Undresser.AI Undress
AI-powered app for creating realistic nude photos

AI Clothes Remover
Online AI tool for removing clothes from photos.

Undress AI Tool
Undress images for free

Clothoff.io
AI clothes remover

AI Hentai Generator
Generate AI Hentai for free.

Hot Article

Hot Tools

Notepad++7.3.1
Easy-to-use and free code editor

SublimeText3 Chinese version
Chinese version, very easy to use

Zend Studio 13.0.1
Powerful PHP integrated development environment

Dreamweaver CS6
Visual web development tools

SublimeText3 Mac version
God-level code editing software (SublimeText3)

Hot Topics



How to handle file upload? The following article will introduce to you how to use express to handle file uploads in the node project. I hope it will be helpful to you!

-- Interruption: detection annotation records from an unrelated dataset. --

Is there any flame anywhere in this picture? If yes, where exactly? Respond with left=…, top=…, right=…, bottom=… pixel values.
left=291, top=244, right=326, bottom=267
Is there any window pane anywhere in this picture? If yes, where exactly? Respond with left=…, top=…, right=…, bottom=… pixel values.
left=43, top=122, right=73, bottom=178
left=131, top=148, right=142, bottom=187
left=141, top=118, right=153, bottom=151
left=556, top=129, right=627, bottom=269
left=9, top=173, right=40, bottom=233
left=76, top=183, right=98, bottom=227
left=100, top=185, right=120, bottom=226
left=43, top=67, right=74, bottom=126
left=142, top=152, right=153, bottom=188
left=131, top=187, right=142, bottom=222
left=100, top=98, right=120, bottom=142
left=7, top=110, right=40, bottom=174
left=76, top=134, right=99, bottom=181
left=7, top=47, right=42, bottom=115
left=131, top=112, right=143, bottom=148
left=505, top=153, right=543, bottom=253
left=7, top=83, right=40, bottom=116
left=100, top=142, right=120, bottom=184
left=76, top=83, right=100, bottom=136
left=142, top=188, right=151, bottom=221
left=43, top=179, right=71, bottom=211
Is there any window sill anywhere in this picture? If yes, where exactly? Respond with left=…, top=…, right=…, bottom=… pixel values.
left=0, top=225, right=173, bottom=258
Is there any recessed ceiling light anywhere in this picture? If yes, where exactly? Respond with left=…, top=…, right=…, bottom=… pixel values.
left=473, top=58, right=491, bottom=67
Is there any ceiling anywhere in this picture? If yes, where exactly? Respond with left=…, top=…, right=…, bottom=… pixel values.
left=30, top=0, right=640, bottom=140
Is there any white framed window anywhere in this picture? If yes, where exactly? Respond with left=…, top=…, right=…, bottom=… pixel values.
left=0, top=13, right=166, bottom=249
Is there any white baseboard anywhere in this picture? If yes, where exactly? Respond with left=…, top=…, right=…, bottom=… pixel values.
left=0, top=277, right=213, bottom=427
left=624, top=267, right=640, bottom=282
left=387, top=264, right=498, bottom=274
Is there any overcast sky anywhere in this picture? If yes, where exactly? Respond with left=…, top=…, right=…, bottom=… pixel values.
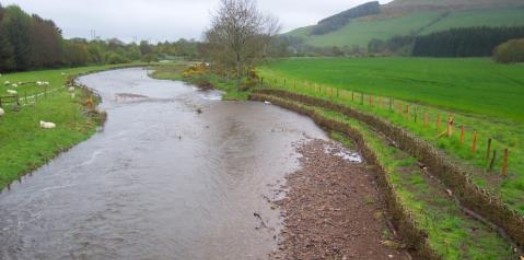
left=0, top=0, right=391, bottom=42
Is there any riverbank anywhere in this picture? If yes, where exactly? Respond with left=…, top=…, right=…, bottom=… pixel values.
left=271, top=139, right=408, bottom=259
left=0, top=64, right=140, bottom=190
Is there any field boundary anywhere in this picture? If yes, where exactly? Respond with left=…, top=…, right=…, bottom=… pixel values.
left=254, top=90, right=524, bottom=251
left=249, top=93, right=441, bottom=259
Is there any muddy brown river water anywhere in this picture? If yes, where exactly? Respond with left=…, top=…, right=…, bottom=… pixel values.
left=0, top=69, right=326, bottom=259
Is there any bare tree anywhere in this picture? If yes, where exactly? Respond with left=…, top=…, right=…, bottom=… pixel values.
left=205, top=0, right=280, bottom=78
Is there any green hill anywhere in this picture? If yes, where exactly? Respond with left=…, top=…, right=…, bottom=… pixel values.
left=286, top=0, right=524, bottom=47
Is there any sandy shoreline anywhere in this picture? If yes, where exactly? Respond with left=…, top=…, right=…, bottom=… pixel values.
left=270, top=140, right=408, bottom=259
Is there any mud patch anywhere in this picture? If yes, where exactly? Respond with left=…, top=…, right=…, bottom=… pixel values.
left=271, top=140, right=407, bottom=259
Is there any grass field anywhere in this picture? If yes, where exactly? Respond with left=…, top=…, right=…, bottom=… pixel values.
left=260, top=58, right=524, bottom=215
left=288, top=6, right=524, bottom=47
left=0, top=66, right=130, bottom=190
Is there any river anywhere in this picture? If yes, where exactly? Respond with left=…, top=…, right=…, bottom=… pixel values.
left=0, top=69, right=326, bottom=259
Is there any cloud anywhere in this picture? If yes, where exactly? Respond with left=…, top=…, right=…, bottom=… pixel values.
left=3, top=0, right=390, bottom=42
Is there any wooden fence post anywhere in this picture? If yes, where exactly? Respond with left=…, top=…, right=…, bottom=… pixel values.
left=501, top=148, right=509, bottom=177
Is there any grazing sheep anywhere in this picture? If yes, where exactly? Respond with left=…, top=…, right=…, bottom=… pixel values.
left=40, top=121, right=56, bottom=129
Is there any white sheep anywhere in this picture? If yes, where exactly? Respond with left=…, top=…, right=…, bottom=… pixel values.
left=40, top=121, right=56, bottom=129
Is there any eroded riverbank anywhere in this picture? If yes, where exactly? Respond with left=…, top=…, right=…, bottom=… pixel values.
left=272, top=139, right=407, bottom=259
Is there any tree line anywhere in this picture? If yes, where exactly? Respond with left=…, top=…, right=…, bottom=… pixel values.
left=412, top=27, right=524, bottom=57
left=0, top=4, right=200, bottom=72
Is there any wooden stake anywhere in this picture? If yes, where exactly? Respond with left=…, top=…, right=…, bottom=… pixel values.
left=460, top=125, right=464, bottom=144
left=486, top=138, right=492, bottom=161
left=501, top=148, right=509, bottom=177
left=471, top=131, right=477, bottom=153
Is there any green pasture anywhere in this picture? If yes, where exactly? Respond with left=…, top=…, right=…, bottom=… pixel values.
left=287, top=6, right=524, bottom=47
left=0, top=66, right=126, bottom=190
left=259, top=58, right=524, bottom=214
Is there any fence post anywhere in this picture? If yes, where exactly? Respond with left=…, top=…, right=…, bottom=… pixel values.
left=502, top=148, right=509, bottom=176
left=486, top=138, right=492, bottom=161
left=471, top=130, right=477, bottom=153
left=460, top=125, right=464, bottom=144
left=447, top=114, right=453, bottom=137
left=489, top=150, right=497, bottom=171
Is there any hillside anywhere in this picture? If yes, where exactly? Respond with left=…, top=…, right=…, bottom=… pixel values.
left=286, top=0, right=524, bottom=47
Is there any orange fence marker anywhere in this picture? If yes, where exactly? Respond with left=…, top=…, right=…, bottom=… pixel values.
left=460, top=125, right=464, bottom=144
left=486, top=138, right=492, bottom=161
left=471, top=131, right=477, bottom=153
left=447, top=114, right=454, bottom=137
left=501, top=148, right=509, bottom=176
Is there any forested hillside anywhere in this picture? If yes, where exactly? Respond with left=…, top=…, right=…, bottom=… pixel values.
left=284, top=0, right=524, bottom=55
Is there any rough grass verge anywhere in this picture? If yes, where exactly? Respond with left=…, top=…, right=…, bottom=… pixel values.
left=250, top=90, right=524, bottom=254
left=251, top=94, right=514, bottom=259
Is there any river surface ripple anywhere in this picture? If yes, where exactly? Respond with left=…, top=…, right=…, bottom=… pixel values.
left=0, top=69, right=326, bottom=259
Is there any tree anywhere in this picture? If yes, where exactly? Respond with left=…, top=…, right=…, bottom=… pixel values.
left=205, top=0, right=280, bottom=79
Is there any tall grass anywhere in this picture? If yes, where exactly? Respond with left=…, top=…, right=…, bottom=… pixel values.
left=260, top=58, right=524, bottom=214
left=0, top=66, right=127, bottom=190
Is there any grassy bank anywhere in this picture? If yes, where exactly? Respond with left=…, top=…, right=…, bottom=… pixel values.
left=260, top=58, right=524, bottom=215
left=0, top=65, right=139, bottom=190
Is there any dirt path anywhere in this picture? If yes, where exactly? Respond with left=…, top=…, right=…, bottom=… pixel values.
left=272, top=140, right=408, bottom=259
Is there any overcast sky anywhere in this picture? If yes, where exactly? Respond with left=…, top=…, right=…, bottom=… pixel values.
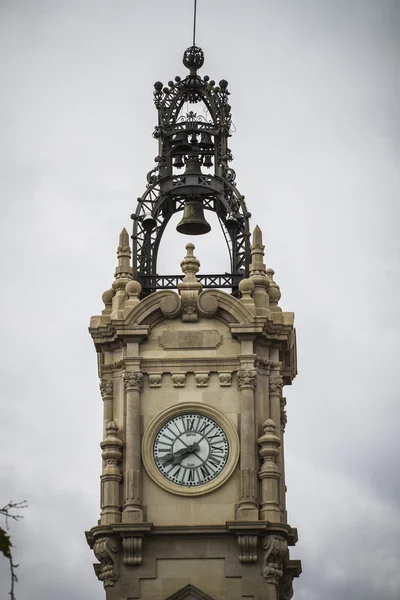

Java Development: A Practical Guide to Image Recognition and Processing Abstract: With the rapid development of computer vision and artificial intelligence, image recognition and processing play an important role in various fields. This article will introduce how to use Java language to implement image recognition and processing, and provide specific code examples. 1. Basic principles of image recognition Image recognition refers to the use of computer technology to analyze and understand images to identify objects, features or content in the image. Before performing image recognition, we need to understand some basic image processing techniques, as shown in the figure

This article will share with you Node's process management tool "pm2", and talk about why pm2 is needed, how to install and use pm2, I hope it will be helpful to everyone!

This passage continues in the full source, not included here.